La préfecture refuse d'ailleurs, en janvier 2006, plus de la moitié des agréments individuels sollicités par OSP, certains d'entre eux s'appuyant sur de faux documents d'identité. Au passage, elle alerte le parquet de Bobigny, puis avertit le gérant qu'il risque de perdre son habilitation préfectorale requise pour exercer l'activité de sécurité et de gardiennage.

La situation tourne alors très vite à l'aigre. Au printemps 2006, M. Zanga envoie les premières lettres de licenciement ; le 10 juillet, les services de l'Etat lui retirent leur agrément ; en août, c'est le dépôt de bilan... Quelques mois plus tard, le gérant d'OSP sera condamné par le tribunal correctionnel de Bobigny à huit mois de prison avec sursis et 5 000 euros d'amende (notamment pour « exécution d'un travail dissimulé»).

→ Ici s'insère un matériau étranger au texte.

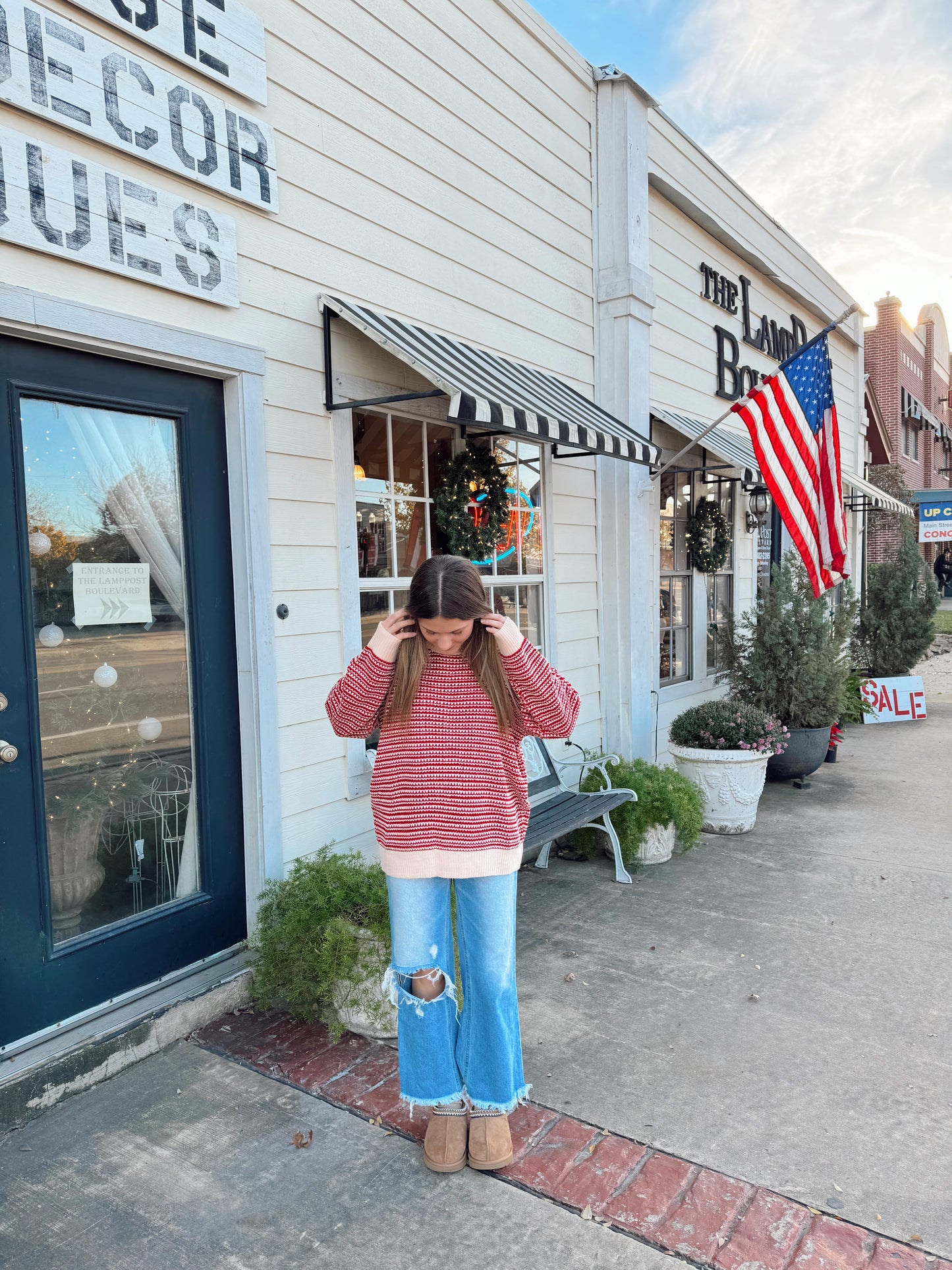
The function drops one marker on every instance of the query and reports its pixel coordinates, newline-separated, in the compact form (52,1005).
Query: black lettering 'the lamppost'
(727,365)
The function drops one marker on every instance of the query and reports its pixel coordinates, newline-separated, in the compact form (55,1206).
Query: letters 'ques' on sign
(897,700)
(67,206)
(76,79)
(220,38)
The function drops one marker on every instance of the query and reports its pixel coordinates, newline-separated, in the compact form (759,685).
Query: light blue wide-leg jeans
(446,1053)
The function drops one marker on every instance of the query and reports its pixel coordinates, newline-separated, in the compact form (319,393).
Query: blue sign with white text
(936,521)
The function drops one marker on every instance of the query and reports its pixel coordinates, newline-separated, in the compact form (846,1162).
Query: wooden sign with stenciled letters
(78,210)
(79,80)
(220,38)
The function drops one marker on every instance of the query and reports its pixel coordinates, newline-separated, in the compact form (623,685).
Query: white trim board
(34,315)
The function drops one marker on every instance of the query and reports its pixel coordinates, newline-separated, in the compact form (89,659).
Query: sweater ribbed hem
(445,863)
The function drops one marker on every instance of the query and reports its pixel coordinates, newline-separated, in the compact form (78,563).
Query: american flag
(793,422)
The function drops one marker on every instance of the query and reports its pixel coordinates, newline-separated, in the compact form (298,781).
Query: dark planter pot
(806,751)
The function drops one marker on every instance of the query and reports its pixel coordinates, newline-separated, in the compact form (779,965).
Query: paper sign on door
(107,593)
(895,700)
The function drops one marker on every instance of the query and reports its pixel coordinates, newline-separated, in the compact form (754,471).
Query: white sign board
(108,593)
(56,202)
(216,37)
(79,80)
(895,700)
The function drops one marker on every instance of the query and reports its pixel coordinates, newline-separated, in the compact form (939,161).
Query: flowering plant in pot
(668,807)
(790,657)
(723,747)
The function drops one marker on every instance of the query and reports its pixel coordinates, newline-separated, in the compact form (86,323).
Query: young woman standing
(453,689)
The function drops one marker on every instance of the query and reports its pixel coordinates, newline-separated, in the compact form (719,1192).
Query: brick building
(907,401)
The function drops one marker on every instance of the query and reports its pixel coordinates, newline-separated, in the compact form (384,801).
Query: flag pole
(818,337)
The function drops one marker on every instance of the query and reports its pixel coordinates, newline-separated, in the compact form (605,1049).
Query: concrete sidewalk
(186,1163)
(779,1005)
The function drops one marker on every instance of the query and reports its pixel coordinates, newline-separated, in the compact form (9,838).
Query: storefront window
(720,586)
(398,469)
(675,657)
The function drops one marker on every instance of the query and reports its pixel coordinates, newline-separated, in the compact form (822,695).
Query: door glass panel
(112,642)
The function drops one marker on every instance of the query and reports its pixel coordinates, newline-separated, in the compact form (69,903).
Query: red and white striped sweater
(449,790)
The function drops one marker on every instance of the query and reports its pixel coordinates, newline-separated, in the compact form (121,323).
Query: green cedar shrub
(898,623)
(664,797)
(309,938)
(727,724)
(789,654)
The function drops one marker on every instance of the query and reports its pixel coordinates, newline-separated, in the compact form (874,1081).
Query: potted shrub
(723,748)
(668,807)
(789,656)
(898,621)
(323,944)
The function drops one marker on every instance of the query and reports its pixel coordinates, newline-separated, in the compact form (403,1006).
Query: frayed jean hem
(517,1100)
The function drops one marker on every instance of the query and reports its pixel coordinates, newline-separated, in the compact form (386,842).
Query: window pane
(439,542)
(375,606)
(668,494)
(679,653)
(112,629)
(679,608)
(412,536)
(667,536)
(504,602)
(374,540)
(531,614)
(371,453)
(664,662)
(408,456)
(665,602)
(681,546)
(439,451)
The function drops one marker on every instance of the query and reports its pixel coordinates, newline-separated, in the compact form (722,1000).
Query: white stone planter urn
(730,782)
(358,1002)
(656,848)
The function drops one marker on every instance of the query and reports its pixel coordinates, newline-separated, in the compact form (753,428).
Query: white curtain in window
(136,483)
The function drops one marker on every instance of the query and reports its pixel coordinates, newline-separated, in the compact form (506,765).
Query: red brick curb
(696,1213)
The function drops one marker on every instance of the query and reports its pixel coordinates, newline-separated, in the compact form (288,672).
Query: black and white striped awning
(493,391)
(733,447)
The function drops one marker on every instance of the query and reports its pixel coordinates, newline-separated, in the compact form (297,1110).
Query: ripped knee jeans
(447,1053)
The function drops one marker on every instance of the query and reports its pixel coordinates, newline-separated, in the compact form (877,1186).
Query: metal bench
(557,809)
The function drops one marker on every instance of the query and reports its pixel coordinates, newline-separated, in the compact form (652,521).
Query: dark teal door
(121,824)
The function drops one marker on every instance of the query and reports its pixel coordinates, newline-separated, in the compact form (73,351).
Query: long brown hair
(450,587)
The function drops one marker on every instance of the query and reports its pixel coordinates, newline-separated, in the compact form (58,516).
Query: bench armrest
(587,765)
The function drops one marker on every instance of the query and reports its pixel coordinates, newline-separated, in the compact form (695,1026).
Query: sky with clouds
(835,117)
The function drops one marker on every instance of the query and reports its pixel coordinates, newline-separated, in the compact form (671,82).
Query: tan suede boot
(490,1143)
(445,1145)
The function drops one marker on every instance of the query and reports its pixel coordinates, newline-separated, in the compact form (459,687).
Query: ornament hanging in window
(149,728)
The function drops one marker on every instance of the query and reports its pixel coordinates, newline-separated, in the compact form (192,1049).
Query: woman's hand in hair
(391,633)
(505,633)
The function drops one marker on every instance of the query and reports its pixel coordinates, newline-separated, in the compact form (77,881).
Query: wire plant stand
(150,830)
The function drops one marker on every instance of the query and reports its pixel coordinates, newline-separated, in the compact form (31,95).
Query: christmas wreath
(708,536)
(471,507)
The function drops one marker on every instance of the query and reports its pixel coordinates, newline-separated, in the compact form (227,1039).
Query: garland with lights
(472,478)
(708,536)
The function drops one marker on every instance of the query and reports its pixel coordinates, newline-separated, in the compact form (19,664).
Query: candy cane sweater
(449,790)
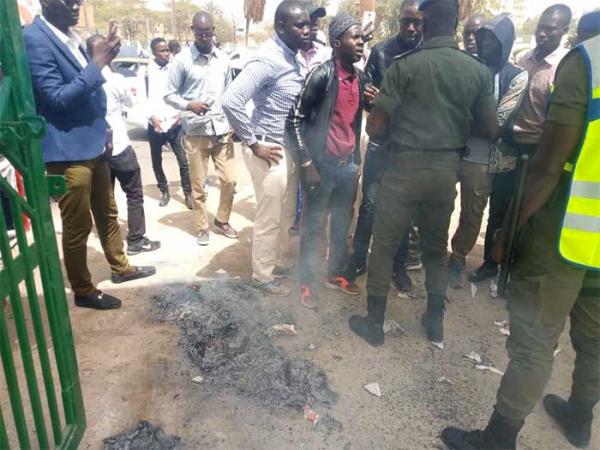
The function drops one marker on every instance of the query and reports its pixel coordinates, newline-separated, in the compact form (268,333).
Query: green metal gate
(35,257)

L'entreprise ayant été liquidée depuis, les dix salariés réclament aujourd'hui 5 400 à 8 000 euros de dommages et intérêts chacun à deux autres protagonistes le mandataire liquidateur et lAGS régime de garantie des salaire qui intervient en cas de redressement ou de liquidation judiciaire d'une entreprise Pour les avocats de ces deux parties impossible d'affirmer que les licenciements étaient « sans cause réelle » : les personnels touchés par ces décision savaient qu'ils avaient été embauchés grâce à de faux documents et la Préfecture avait sommé OSP de mettre fin à sa collaboration avec eux.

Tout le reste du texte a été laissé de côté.